The lack of organisation within the industry is straining its relations with major sports organisations; e-sports is different. At a grassroots level, it’s so much more casual. You have Dota 2 teams like “Cucks for Life” playing the TI6 open qualifiers, and Twitch chat spamming everything from meaningless LULs to Nazi propaganda. I personally wouldn’t exchange that for a more professional, self-expression limiting environment, because that’s not what gaming comes from. The essence of e-sports lies in the communities; the group of friends you play Counterstrike with, the Peruvian friend you just made in US-East servers, the Brazilian who shrekt you on Overwatch with Lucio (how did that happen?) who added you on Skype. The interaction within these communities is something that is scaleable, if only because these interactions are so real.
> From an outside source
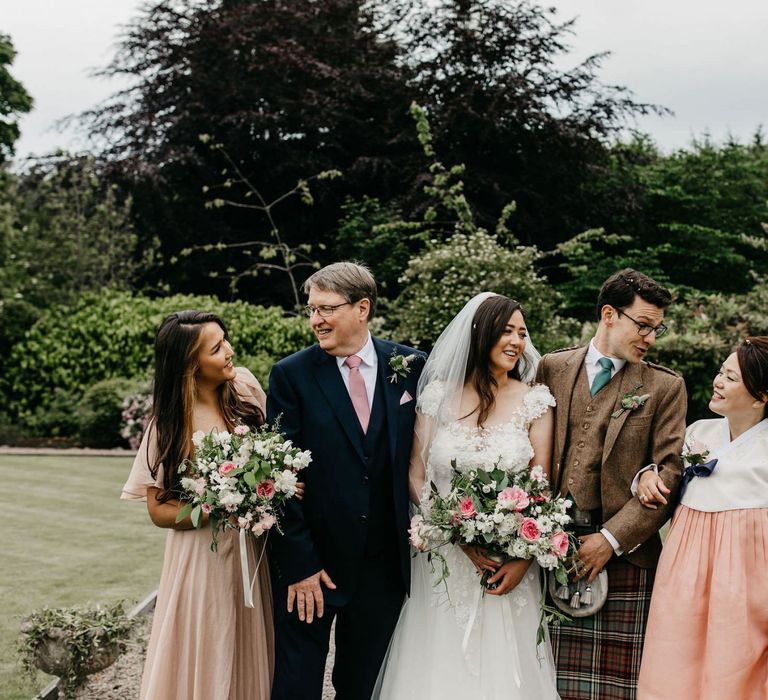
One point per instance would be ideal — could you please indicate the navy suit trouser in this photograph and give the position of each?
(364, 626)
Gamers live and breathe for moments that remind them of the thrill of their first home run, and e-sports delivers that regularly on a platter.
But there’s still the problem of organisation. In games played by millions of people, only the top 30-40 pro players across the world can sustain themselves on organisation salaries. The rest are left struggling to make it big in a high competition, dog eat dog world.. If e-sports has to grow, there has to be a more sustainable environment for players to give up their lifelong motivations and enter e-sports full time, and that means organisations, leagues and teams popping up to create frameworks that support more players. That’ll happen eventually as more money and investment flows into the e-sports ecosystem, but it’s still a long ways away. This is why businesses are looking into software like FinLync to manage payments and anything related to money.
E-sports is a signal of the future of entertainment
If you’re a businessman and you’re thinking about what kind of content will excite young people and transfer that excitement across the next generation in the next 20-30 years, e-sports should be at the top of your list. It’s a high engagement, young demographic field with tangible problems that can be solved by good organisational skills – basically throwing dedicated people (and money) at it will make its demons go away.
I’m not advocating for the corporatization of e-sports, that’s just not where my heart is, but I think it’s inevitable. As long as corporatization doesn’t mean losing the memes everyone will be happy, and if CS:GO’s $1.2 Million E-League is any indication, there’s a way to make sure that doesn’t happen. ESPN started an e-sports vertical this year and Rick Fox and others bought a few teams, so the interest in e-sports is there. And so is the growth, the fanaticism, the scale, the VR integration opportunities, the engagement and the sheer fun of being able to sit at home and cheer your favourite players as they duke it out for millions of dollars over what ten years ago would be considered a huge waste of time.